There have been many reminders lately that I am indeed a single lady.  Here’s one.  I was setting up an online account and you know how you have to answer at least three security questions?  What street did you live on when you were 10?  What was the name of your first grade teacher?  Those kind of things.  They give you question options and you have to choose one to answer.  For this particular account, I had a hard time answering a question in each slot because over half of them dealt with a spouse.  Where was your spouse born?  What is your spouse’s mother’s name?  That was half the questions and another quarter seemed to be names of elementary school teachers.  I’ll be honest – I don’t remember.  *ahem*  Sears, not all of the people who hold one of your credit cards are married.  Take note.  [And if they are gay and live in North Carolina, they don’t even have that option.  Boo to that.] Be inclusive please.
Last night, as I stayed up much later than usual, a friend texts me.  This friend will remain anonymous unless she decides to out herself in the comment section, but know that we were seminary colleagues and we both be single.  You should also know that other seminary friends were making glorious wonderful announcements yesterday on facebook about babies [plural].  [And despite the self-deprecation that follows, we really are happy for all of them – really!]  I think we are the only two people in the world who aren’t pregnant and married right now.  Ugh.  she texts.  
My response: Seriously.  Everyone else is married or pregnant for sure.  And I just sit here decoupaging a lampshade like a spinster.  
I wasn’t lying.  It was 10:30 at night and I sat on my couch with a foam brush, an old book, and a lampshade.  Suddenly, I had visions of the future.  I’m going to be the spinster who decoupages everything.  Lampshades, furniture, picture frames, boxes, cats.  You name it, I’ll decoupage it.  I’ll decoupage the shit out of it.  You think, oh, you can’t decoupage this, and I’ll take it as a challenge.  You wanna bet?

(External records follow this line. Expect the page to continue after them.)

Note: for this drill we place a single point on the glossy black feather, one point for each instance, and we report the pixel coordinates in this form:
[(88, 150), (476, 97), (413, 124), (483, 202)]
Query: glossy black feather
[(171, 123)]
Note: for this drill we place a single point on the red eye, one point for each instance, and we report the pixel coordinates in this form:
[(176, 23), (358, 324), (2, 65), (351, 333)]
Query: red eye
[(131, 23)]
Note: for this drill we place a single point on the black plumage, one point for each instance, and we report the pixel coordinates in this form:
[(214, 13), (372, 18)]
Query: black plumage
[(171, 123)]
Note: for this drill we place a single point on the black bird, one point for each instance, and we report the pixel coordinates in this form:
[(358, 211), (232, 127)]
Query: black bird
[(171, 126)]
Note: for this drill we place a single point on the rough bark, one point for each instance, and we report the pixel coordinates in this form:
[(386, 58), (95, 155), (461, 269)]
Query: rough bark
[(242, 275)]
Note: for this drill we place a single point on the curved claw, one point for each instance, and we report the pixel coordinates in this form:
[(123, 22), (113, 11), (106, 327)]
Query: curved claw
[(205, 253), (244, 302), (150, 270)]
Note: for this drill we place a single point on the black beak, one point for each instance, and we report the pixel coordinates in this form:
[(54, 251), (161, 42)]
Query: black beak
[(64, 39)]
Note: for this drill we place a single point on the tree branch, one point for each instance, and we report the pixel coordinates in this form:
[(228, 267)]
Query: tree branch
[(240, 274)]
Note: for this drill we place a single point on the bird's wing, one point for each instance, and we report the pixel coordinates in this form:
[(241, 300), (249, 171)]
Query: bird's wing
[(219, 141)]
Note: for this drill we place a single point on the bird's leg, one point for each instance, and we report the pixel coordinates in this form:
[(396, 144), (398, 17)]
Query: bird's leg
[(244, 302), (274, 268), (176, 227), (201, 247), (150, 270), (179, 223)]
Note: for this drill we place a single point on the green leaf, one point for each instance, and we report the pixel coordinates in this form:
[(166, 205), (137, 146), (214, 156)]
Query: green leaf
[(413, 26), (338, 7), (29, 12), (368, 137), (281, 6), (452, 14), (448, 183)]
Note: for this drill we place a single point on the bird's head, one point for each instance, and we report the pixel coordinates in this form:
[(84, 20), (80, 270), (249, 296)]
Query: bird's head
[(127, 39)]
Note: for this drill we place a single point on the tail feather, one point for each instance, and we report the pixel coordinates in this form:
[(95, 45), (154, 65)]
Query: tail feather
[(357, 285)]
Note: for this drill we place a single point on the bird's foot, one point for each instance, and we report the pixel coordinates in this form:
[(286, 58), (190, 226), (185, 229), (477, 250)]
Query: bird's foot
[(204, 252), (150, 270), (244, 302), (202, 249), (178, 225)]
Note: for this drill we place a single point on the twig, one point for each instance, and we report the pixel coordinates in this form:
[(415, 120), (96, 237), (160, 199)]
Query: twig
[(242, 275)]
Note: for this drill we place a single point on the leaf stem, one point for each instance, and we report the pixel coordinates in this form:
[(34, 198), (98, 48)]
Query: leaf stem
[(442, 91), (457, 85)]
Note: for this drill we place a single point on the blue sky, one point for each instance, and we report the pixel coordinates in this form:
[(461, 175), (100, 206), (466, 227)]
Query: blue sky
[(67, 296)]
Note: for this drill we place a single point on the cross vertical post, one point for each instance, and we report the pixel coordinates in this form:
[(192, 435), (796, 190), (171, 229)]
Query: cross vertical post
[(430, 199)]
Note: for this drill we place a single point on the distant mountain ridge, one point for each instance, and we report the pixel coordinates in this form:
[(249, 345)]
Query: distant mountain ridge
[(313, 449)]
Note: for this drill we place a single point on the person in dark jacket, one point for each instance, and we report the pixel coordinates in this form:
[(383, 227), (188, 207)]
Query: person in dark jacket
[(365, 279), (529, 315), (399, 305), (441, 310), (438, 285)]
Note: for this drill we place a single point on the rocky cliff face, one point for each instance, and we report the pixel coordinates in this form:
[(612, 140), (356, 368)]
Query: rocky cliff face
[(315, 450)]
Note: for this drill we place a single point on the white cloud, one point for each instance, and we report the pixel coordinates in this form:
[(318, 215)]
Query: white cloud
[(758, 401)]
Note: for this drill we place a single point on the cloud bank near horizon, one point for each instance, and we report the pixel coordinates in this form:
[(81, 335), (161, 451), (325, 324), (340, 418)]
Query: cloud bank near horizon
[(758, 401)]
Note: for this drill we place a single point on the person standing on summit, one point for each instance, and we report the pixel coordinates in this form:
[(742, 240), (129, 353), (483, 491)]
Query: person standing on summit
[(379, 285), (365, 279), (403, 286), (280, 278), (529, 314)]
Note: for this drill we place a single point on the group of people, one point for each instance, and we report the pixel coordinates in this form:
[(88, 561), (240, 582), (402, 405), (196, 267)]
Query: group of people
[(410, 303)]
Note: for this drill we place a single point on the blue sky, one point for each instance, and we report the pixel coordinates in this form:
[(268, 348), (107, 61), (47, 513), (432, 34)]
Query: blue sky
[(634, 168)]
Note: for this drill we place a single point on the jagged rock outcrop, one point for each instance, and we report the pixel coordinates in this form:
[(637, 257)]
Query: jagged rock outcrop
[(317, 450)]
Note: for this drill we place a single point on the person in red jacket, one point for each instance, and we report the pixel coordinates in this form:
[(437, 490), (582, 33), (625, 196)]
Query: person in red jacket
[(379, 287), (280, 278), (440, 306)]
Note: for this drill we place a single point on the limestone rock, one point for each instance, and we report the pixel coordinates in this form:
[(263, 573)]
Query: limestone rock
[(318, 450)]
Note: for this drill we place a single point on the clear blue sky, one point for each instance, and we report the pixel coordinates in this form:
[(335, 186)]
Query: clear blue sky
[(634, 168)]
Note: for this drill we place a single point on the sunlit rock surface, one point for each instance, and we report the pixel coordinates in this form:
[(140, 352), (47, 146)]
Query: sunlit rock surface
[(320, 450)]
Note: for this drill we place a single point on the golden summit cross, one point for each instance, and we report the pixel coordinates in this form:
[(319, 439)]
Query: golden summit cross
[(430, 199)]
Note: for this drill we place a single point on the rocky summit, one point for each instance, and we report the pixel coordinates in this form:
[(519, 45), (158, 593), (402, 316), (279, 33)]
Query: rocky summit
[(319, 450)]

I’ll say.  I’ll carry travel sized bottles of mod-podge on my person at all times and take stock in the business that makes those crappy one-time use foam brushes.  Decoupage will be my medium of expressing my suppressed spinster feelings.
I digress.  I think we all would agree that my new lampshade looks awesome compared to the cheap-o silver/gray fluted one that came with the set of lamps.  Crazy decoupage lady or not, I like it.

a day off.

8 May
It’s been more than a couple weeks since I’ve had a complete, full day off and I’ve been a bit bitter about it.  And so today, I did no work.  It was the most wonderful, extraordinary day ever.  I look forward to doing it again soon – that whole not working thing.
I reorganized my craft room and sewed a curtain.
I displayed many of the instagram prints I ordered a couple weeks ago.
I made a batch of iced coffee.
I made my bed – actually made my bed.  It’s been weeks.
I ate a delicious supper of salmon and roasted broccoli.
I updated the firmware on the router in the office. [say what! I surprised myself.]
I discovered how to get internet in my house.  [three cheers for that one.]
I bought a roku and it is changing my life as I type.
I’m about to make scones to take to text study tomorrow.
I ran errands in Austin.
I assembled individual jars of cold oatmeal with strawberries.
Seriously.  This day has changed my life.  Yesterday, just knowing I would have a free day put a spring in my step.  And then today … lovely.  Absolutely lovely.  Alas, back to work tomorrow but then I’m just three short weeks away from a week of vacation.  I might count the days.

crazy week.

8 May
You know I’ve been a bit busy this last week.  In between the sermons and the services, there were storms and sandwiches.  
My hammock tree feel down in a storm.  Now I have no where to hang my hammock.  When I say I’m devastated, I’m  toning my emotions down.
This is what a crazy week does to my desk. eeeeeek.
We had confirmation class outside and talked about the Psalms.
These are the kiddos that I’m going to New Orleans with in July and – wait for it – they. had. never. had. jimmy. johns.  gasp.  I introduced them.  You’re welcome, Red Oak Grove youth.  You’re welcome.